31. The Court of Appeal in Samuel Wahini Ngugi v R (2012) eKLRrendered itself on the applicable legal principles on retrials as follows: -The law as regards what the Court should consider on whether or not to order retrial is now well settled. In the case of Ahmed Sumar v R (1964) EALR 483, the predecessor to this Court stated as concerns the issue of retrial in criminal cases as follows:It is true that where a conviction is vitiated by a gap in the evidence or other defect for which the prosecution is to blame, the Court will not order a retrial. But where a conviction is vitiated by a mistake of the trial court for which the prosecution is not to blame it does not in our view follow that a retrial should be ordered………In this judgment the court accepted that a retrial should not be ordered unless the Court was of the opinion that on consideration of the admissible or potentially admissible evidence a conviction might result.
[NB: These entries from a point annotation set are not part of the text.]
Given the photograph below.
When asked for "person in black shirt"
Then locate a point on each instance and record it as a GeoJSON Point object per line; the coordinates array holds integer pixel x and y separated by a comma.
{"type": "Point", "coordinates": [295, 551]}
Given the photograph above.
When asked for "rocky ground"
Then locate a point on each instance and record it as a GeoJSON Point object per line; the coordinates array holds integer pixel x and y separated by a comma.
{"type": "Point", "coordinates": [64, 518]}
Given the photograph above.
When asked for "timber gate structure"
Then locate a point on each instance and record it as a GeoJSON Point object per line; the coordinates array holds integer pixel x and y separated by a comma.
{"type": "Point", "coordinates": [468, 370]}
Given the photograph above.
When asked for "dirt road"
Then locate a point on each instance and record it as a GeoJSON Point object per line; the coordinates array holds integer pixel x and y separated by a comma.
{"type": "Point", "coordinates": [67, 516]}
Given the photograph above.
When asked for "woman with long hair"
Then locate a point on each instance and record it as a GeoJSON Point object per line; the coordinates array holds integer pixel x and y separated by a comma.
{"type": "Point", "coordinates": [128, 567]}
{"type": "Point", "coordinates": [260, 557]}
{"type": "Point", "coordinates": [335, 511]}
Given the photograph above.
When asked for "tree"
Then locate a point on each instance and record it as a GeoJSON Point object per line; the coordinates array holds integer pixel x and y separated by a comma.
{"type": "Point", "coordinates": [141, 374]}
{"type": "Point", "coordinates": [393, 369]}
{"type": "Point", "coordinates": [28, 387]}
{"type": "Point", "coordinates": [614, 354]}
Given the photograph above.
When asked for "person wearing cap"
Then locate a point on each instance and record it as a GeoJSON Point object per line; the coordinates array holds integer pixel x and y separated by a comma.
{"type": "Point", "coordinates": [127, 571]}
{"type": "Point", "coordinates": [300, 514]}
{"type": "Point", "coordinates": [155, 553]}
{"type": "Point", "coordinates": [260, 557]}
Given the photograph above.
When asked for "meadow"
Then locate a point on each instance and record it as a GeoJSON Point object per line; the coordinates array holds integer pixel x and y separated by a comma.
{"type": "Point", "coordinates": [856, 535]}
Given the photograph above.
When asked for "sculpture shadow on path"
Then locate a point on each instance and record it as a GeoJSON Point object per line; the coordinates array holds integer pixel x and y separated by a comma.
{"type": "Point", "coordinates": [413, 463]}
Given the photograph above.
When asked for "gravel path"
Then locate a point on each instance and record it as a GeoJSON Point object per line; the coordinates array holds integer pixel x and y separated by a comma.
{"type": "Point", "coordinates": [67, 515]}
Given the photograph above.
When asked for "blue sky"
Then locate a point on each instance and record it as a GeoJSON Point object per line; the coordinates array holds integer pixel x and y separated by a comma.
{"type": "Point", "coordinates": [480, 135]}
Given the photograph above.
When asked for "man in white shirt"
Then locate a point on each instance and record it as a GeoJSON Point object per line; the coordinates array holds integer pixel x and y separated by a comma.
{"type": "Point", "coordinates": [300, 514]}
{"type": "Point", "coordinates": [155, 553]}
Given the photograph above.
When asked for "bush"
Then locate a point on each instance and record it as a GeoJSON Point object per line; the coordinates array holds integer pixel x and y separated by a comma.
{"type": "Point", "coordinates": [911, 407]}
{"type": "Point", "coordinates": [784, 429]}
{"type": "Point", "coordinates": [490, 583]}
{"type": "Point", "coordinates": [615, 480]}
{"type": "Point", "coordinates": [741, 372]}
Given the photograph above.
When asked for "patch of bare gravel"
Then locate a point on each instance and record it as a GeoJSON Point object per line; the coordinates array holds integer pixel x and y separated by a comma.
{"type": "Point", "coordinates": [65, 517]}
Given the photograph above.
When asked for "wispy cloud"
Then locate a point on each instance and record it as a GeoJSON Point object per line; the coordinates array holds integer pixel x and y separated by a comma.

Each case must depend on the particular facts and circumstances of that case but an order for the retrial should only be made where the interests of justice required it and should not be ordered when it is likely to cause an injustice to an accused personThat decision was echoed in the case of Lolimo Ekimat v R, Criminal Appeal No. 151 of 2004 (unreported) when this Court stated as follows:…the principle that has been accepted to courts is that each case must depend on the particular facts and circumstances of that each case but an order for the retrial should only be made where interests of justice require it.
32. Returning to the matter at hand, the errors captured above were precipitated by both the Prosecution and the Court. Even if the Appellant is to be charged afresh still the instant charge sheet will be defective and won’t be accepted by the Court.
33. Given the error occasioned by the Prosecution, this is a matter in which an order for a retrial will be prejudicial to the Appellant.
Disposition: 34. Deriving from the above discussion, the following final orders do hereby issue: -a.The appeals on convictions and sentences are hereby allowed.b.The convictions are quashed and the sentences are hereby set-aside.c.The Appellant shall be forthwith set at liberty unless otherwise lawfully held.It is so ordered.
DELIVERED, DATED AND SIGNED AT KITALE THIS 14TH DAY OF DECEMBER, 2023. A. C. MRIMAJUDGEJudgment delivered virtually and in the presence of: -David Wanyonyi Wekesa, the Appellant in person.Miss Kagali, Learned Prosecution Counsel instructed by the Office of the Director of Public Prosecutions for the Respondent.Chemosop/Duke – Court Assistants.